Rome/Italy | 20.04.2005 | ENI | Ecumenism

by Luigi Sandri

A puff of white smoke and loud bell ringing from the Vatican's Sistine Chapel announced that German Cardinal Joseph Ratzinger was on April 19 (Tuesday) chosen to be Pope Benedict XVI to lead the 1-billion member Roman Catholic Church.

"Dear brothers and sisters, after the great Pope, John Paul II, the cardinals have elected me, a simple and humble worker in the Lord's vineyard," the new Pope said when he emerged on the Vatican balcony an hour after the white smoke started to billow from the recently installed chimney to announce his election.

His address was punctuated frequently by applause from the tens of thousands of people who had thronged St. Peter's Square to catch a glimpse of the man who would follow John Paul II who died on April 2.

Those assembled and television watchers throughout the world heard that the 115 red-hatted cardinals eligible had elected the new pope. He was the man Pope John Paul had selected in 1981, the then Archbishop of Munich, as his second-in-command and he would now be his successor as the 265th pope.

The German cardinal was born in Marktl am Inn, a village of 2700 people on the Austrian border east of Munich on April 16, 1927. He has been seen as a guardian of Vatican orthodoxy in his post as the Vatican's Prefect of the Congregation for the Doctrine of the Faith. Ratzinger had before the conclave door shut on Monday urged his fellow cardinals from around the world to reject the "dictatorship of relativism" which "does not recognise anything as absolute and leaves as the ultimate measure only the measure of each one and his desires". He urged that people remain faithful to the teachings of Jesus.

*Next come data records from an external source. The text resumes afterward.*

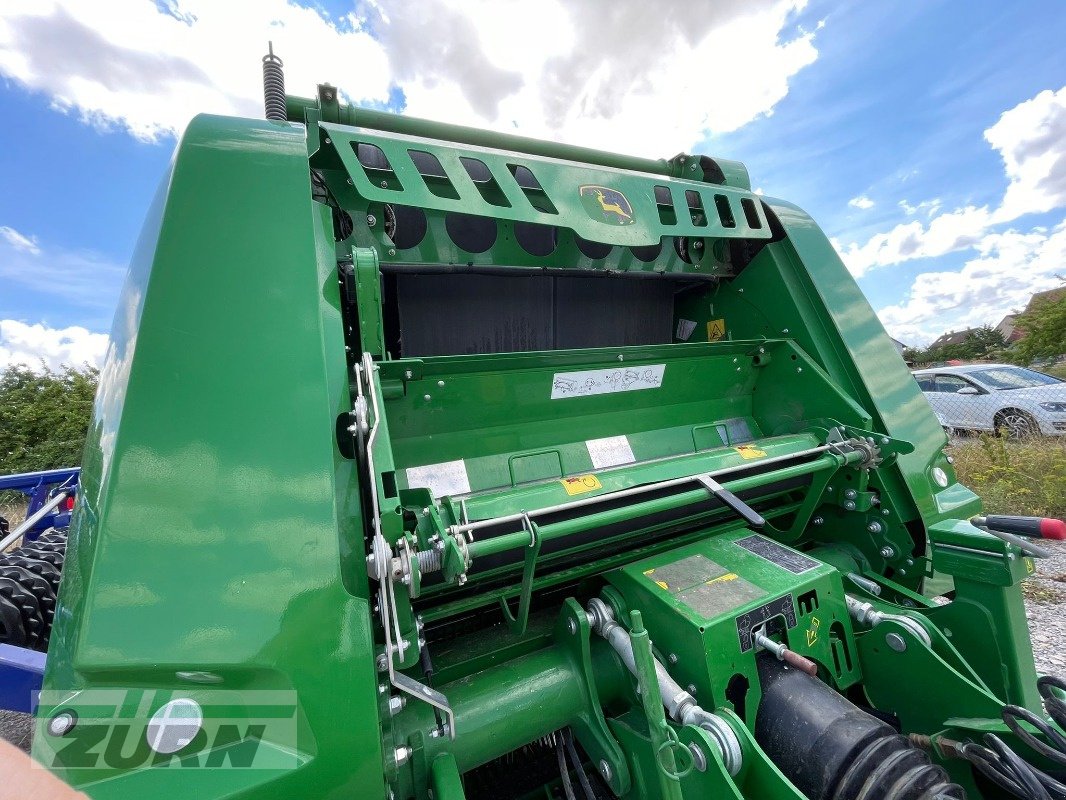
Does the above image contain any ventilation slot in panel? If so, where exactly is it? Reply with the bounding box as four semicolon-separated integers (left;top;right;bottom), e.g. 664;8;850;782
686;190;709;228
409;150;459;200
714;194;736;228
354;142;403;191
741;198;763;229
460;157;510;208
654;185;678;225
508;164;558;214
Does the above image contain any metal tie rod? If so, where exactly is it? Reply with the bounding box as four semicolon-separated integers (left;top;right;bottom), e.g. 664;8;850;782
0;490;69;553
448;443;840;537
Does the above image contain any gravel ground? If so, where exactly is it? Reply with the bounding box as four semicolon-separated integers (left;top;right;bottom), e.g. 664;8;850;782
1;544;1063;755
1023;539;1066;675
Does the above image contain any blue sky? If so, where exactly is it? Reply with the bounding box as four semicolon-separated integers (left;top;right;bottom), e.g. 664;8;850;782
1;0;1064;368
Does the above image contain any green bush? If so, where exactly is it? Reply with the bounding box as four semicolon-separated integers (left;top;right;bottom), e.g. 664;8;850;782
0;364;98;475
949;435;1066;519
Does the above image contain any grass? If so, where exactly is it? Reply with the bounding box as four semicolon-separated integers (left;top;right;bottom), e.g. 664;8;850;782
948;434;1066;519
1046;363;1066;380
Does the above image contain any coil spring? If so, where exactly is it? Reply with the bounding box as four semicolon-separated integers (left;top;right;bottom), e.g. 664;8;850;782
416;548;442;574
262;43;286;121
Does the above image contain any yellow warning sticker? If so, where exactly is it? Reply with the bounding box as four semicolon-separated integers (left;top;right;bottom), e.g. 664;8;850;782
707;318;726;342
706;572;739;586
734;444;767;460
1025;557;1036;574
560;474;602;496
806;616;821;647
655;580;669;590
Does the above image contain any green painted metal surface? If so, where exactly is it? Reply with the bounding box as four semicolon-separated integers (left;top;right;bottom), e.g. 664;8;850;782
33;79;1053;800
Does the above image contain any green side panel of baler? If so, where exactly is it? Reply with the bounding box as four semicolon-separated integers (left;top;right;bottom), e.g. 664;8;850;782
678;198;980;531
36;115;384;798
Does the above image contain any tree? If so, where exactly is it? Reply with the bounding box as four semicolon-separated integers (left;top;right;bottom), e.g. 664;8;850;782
1009;291;1066;366
0;364;98;474
961;325;1006;359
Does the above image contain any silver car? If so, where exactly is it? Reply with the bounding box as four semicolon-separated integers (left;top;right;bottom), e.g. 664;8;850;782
913;364;1066;437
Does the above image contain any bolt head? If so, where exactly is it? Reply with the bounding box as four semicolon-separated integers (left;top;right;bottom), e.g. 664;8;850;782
48;711;76;737
880;546;895;558
367;214;377;226
424;394;432;402
668;653;678;664
567;618;578;635
599;760;612;781
844;500;856;511
812;516;824;525
885;632;907;652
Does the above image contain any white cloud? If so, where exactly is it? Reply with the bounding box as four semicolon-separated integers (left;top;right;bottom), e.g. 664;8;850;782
0;319;108;370
876;219;1066;346
986;86;1066;222
848;195;874;210
0;0;819;156
833;205;994;278
0;224;125;329
0;225;40;255
898;198;941;217
834;85;1066;279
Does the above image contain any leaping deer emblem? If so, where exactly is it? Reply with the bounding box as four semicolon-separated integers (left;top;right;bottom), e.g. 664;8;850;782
580;185;635;225
594;189;632;221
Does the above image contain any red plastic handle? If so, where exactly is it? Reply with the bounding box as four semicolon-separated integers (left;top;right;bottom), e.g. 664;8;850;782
975;515;1066;540
1040;518;1066;541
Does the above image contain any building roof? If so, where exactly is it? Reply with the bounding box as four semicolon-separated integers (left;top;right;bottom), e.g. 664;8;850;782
929;327;980;350
1024;287;1066;312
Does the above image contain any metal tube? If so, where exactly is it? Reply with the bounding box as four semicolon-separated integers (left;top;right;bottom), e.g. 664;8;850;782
394;643;626;774
0;491;68;552
453;444;841;538
467;452;846;560
288;95;675;177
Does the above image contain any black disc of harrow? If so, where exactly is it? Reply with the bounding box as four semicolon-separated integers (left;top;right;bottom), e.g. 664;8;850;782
0;575;43;648
0;564;56;625
2;553;62;594
0;528;68;649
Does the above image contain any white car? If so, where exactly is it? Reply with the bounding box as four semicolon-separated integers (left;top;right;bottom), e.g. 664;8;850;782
913;364;1066;437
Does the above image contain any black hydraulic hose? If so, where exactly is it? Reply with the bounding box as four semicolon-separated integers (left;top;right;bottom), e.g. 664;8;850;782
564;728;596;800
985;734;1054;800
946;679;1066;800
1004;705;1066;766
1040;677;1066;729
555;734;578;800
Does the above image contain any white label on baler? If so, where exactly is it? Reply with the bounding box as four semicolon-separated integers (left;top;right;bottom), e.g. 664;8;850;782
550;364;666;399
585;436;636;469
405;459;471;499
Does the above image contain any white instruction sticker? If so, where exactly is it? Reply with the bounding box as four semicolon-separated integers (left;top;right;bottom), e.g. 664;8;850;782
550;364;666;399
586;436;636;469
405;459;471;499
676;319;697;341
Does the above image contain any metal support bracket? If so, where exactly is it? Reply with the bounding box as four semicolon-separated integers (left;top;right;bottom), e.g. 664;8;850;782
556;599;632;797
499;513;542;635
360;352;456;739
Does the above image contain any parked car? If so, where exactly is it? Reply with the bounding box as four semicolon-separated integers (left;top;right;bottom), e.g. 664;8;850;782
912;364;1066;437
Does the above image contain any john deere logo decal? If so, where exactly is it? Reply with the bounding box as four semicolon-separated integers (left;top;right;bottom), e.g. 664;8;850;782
579;185;635;226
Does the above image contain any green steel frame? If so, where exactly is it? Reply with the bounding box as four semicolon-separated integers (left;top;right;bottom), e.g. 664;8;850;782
31;81;1056;800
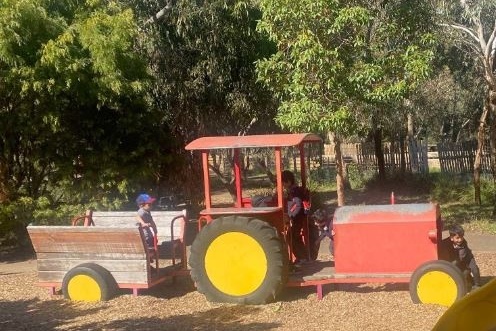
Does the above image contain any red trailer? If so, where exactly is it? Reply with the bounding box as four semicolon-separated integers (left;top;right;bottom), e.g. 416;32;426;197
334;204;440;274
287;203;466;307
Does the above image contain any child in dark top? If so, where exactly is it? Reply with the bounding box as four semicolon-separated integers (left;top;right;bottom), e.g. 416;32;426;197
136;194;158;248
442;224;481;290
282;170;308;265
312;208;334;257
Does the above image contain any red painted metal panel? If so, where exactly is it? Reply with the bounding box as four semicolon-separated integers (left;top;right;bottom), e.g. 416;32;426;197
199;207;282;215
185;133;322;150
201;151;211;209
275;147;283;208
233;149;242;207
333;203;440;274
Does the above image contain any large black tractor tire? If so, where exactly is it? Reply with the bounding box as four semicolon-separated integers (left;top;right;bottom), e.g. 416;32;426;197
189;216;289;304
62;263;117;302
410;260;467;307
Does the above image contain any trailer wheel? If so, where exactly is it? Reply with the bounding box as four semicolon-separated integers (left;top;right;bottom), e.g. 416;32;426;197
189;216;288;304
410;260;467;307
62;263;117;302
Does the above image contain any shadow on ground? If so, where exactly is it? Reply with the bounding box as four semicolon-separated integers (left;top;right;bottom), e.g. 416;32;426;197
0;298;280;331
0;245;35;263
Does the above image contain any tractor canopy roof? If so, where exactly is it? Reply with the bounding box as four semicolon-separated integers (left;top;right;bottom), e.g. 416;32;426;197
185;133;322;150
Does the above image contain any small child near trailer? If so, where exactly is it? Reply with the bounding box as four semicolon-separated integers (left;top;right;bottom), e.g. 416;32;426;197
441;224;481;290
136;194;158;248
312;208;335;258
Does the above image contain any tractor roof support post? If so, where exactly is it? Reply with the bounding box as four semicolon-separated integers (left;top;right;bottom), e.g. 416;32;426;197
299;144;306;188
202;151;211;209
233;149;243;207
275;147;283;207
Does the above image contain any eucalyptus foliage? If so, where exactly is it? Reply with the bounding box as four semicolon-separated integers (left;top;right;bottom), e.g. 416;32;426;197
130;0;279;139
257;0;436;135
125;0;281;201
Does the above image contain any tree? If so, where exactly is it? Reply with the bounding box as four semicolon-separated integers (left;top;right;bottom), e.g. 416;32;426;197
257;0;436;205
408;65;483;143
128;0;280;200
439;0;496;207
0;0;155;206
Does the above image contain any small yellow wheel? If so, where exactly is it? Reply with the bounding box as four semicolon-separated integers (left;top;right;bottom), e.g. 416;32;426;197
410;260;467;307
62;263;116;302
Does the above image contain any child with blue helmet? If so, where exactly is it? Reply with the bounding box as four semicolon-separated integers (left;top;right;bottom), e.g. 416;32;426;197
136;194;158;247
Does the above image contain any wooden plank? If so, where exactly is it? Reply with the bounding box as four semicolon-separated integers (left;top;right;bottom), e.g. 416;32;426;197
36;251;146;260
38;270;149;284
287;260;412;283
90;211;185;240
37;259;147;272
28;227;146;255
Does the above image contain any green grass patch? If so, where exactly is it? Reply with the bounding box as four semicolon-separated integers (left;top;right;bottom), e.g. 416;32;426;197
439;202;496;234
428;173;496;233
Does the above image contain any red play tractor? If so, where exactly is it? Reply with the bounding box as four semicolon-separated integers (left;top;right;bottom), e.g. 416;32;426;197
185;133;467;306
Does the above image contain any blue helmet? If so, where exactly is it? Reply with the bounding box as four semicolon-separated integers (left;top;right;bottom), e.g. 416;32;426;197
136;194;156;206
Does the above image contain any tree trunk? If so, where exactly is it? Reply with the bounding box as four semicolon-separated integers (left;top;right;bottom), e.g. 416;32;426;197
208;164;236;202
255;158;276;185
334;135;346;206
373;127;386;181
407;112;418;173
489;92;496;216
474;95;490;206
399;133;406;174
0;157;12;203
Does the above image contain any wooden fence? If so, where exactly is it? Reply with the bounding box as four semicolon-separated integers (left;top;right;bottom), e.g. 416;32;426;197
210;139;495;176
324;140;428;174
437;140;492;174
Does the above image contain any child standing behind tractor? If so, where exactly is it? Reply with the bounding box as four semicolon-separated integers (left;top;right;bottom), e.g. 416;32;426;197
442;224;481;290
282;170;308;266
312;208;335;258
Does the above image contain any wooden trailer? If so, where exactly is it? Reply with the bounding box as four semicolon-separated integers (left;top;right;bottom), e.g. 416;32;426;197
27;210;189;301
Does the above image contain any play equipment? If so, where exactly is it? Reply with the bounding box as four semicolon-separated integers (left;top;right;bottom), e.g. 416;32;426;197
184;133;466;306
432;278;496;330
27;133;470;306
185;133;321;304
27;210;188;301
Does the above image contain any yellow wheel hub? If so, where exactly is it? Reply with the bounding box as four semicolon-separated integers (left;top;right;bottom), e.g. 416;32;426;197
67;274;102;302
205;232;267;296
417;270;458;307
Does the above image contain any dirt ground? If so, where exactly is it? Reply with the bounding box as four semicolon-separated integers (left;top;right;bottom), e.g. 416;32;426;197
1;185;495;331
1;245;495;331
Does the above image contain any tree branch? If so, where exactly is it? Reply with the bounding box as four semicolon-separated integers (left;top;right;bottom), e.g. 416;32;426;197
476;15;487;57
238;117;258;136
208;163;236;202
442;23;479;44
486;19;496;72
144;1;173;26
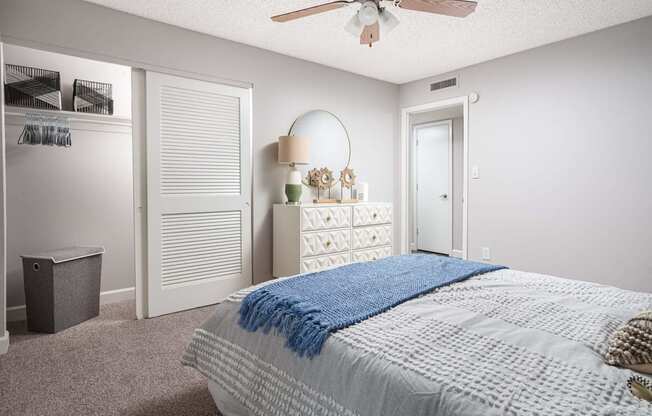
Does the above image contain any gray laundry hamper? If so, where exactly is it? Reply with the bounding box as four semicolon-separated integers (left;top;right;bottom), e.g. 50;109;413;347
21;246;105;333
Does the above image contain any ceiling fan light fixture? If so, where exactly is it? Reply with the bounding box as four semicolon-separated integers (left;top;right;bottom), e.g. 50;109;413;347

Still, a representative of the International Movement We are Church, set up to campaign for reform in the Catholic Church, had before the cardinals began their conclave described as "reactionary" the legacy of John Paul II and Cardinal Ratzinger.

"What the church needs now is a genuine return to tradition, a pope who can recover legitimate approaches to church authority, which have been obscured by extreme interpretations of the definition of papal infallibility and primacy," said Paul Collins, an Australian church historian who resigned from the priesthood over the Vatican's investigation of his book, "Papal Power".

In Geneva, the Lutheran World Federation, representing 66 million Lutherans throughout the world said it hoped for "significantly new approaches" from Pope Benedict XVI to promote the unity of the church.

"As Lutherans we expect especially that ecumenical progress can be made on the basis of the substantial theological agreements that have been achieved," said LWF President Mark S. Hanson and General Secretary Ishmael Noko in a joint statement.

In 1999, the LWF and the Roman Catholic Church signed a "joint declaration on the doctrine of justification". The LWF was the Protestant denomination that had come the closest to clinching agreement on matters of doctrine with the Catholic Church.

In the declaration the two denominations expressed agreement in basic truths pertaining to a doctrine that was a central area of contention between the papacy and Martin Luther at the time of the Reformation.

Ratzinger was ordained as a priest in 1951, in a joint ceremony with his brother Georg. He became a theology professor in Freising, near Munich, when he was only 31.